The government's food watchdog is pushing for a ban on TV commercials advertising junk food before the 9pm watershed.
The consultation will end on 30 June
The Food Standards Agency (FSA) says proposals drawn up by media regulator Ofcom to reduce the effect of junk food ads on children do not go far enough.
The three sets of options stop short of a pre-watershed ban.
But the FSA says banning such ads for products like crisps and fizzy drinks would help protect children's health.
It is estimated that 14% of children in England are clinically obese.
Earlier this year, Ofcom proposed tighter restrictions on the timing and content of junk food commercials as part of a consultation.
One option was to ban the ads in commercial breaks in programmes for pre-school children.
Another was to ban or restrict them in programmes for the under-10s.
At a meeting in Bristol on Thursday, the FSA rejected all Ofcom's options.
It argues a ban on junk food commercials before 9pm would extend protection to older age groups.
The British Heart Foundation (BHF) said it was "delighted" that the FSA was pressing Ofcom for a pre-watershed ban.
It claims more than two-thirds of parents would support such a move.
Campaigns officer Josh Bayly said: "The obesity problem in this country has got to such a serious state now that any action we can take we really must take.
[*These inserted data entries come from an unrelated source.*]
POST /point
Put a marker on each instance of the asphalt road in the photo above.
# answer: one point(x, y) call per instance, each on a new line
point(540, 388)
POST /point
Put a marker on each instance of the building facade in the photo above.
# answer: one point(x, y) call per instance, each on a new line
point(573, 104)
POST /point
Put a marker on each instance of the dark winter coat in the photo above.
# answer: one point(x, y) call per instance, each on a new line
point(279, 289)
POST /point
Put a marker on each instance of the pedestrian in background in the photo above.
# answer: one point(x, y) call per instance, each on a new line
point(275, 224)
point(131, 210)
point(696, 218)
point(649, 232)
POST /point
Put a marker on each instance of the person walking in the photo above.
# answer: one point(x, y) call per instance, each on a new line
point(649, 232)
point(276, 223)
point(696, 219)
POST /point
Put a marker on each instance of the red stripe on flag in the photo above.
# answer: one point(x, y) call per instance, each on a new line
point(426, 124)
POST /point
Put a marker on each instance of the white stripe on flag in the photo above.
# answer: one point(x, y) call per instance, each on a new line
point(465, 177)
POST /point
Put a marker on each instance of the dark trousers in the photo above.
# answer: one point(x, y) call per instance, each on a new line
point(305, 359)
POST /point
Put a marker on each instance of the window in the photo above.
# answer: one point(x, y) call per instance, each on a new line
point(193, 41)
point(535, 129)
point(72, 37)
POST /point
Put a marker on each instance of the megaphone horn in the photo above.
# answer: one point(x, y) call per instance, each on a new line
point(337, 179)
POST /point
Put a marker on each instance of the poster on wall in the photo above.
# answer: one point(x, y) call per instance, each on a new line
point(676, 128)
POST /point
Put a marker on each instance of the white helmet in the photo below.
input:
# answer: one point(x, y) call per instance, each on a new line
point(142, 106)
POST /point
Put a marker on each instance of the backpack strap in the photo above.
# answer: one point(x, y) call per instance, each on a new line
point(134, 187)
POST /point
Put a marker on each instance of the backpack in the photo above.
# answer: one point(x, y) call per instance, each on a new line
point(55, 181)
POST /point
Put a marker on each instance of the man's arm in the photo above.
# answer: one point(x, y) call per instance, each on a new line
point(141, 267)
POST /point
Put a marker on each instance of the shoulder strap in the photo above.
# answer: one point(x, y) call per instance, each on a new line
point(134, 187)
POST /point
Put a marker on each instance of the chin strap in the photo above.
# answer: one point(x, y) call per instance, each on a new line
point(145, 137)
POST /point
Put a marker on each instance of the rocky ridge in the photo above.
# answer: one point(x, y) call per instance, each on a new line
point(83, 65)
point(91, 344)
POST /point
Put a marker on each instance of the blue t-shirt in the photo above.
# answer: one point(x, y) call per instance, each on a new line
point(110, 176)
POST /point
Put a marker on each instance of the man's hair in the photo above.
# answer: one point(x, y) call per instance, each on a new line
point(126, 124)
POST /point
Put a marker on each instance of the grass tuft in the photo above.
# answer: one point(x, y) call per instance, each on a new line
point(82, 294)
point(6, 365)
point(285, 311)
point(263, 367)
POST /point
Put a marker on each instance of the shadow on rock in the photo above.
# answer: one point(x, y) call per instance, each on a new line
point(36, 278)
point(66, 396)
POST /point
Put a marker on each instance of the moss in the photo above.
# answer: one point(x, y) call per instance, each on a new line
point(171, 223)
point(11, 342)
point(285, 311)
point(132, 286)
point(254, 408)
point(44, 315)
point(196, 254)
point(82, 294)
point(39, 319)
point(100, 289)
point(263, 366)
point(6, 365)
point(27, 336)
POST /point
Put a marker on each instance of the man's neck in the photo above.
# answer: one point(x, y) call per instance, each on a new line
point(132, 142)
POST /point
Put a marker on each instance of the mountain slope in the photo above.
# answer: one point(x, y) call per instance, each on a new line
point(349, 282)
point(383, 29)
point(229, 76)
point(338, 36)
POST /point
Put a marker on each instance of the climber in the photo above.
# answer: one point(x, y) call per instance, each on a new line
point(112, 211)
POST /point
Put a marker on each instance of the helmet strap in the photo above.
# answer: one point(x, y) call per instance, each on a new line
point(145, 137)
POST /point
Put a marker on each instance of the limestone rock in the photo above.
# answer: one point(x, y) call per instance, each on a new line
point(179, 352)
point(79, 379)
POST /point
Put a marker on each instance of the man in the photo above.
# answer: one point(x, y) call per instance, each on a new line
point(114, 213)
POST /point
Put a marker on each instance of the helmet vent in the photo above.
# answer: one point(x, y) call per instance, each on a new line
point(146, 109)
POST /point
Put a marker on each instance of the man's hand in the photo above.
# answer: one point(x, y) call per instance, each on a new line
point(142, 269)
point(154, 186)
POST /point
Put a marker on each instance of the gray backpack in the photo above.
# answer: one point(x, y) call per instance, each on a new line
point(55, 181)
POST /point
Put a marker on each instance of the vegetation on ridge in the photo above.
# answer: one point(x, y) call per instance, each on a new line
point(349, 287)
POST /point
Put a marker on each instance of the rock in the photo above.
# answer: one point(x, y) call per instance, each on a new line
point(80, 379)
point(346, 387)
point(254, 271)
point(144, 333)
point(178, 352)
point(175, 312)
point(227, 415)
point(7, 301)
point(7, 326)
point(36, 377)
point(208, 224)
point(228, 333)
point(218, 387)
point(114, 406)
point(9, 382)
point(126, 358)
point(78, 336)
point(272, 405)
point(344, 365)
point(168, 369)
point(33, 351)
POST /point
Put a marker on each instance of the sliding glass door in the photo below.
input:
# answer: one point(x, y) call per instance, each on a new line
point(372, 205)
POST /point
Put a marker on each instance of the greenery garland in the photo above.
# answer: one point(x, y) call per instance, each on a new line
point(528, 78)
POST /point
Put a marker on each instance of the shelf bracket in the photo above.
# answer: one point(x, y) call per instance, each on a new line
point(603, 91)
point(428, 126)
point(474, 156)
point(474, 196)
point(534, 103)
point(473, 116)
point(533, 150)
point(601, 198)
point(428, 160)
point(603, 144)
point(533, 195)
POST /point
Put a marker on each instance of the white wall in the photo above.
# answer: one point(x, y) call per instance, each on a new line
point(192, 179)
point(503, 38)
"Around 80%-90% of television advertising is junk food advertising - food that is high in fat, sugar and salt.
"With children watching over 20 hours of television a week now it is a very, very considerable influence over their food choices."
Sue Davies, chief policy adviser to the consumer magazine Which? also backed the FSA position.
She said: "We hope that Ofcom can now accept that its approach is completely flawed and put children's health first."
However, broadcasters said such a ban could cost them £140m in lost advertising revenue.
The deadline for responses to the consultation is 30 June.
Last month, it emerged that the National Heart Forum was preparing an application for a judicial review over the consultation.
The heart charity said it was unlawful and unfair to exclude the possibility of a pre-watershed ban.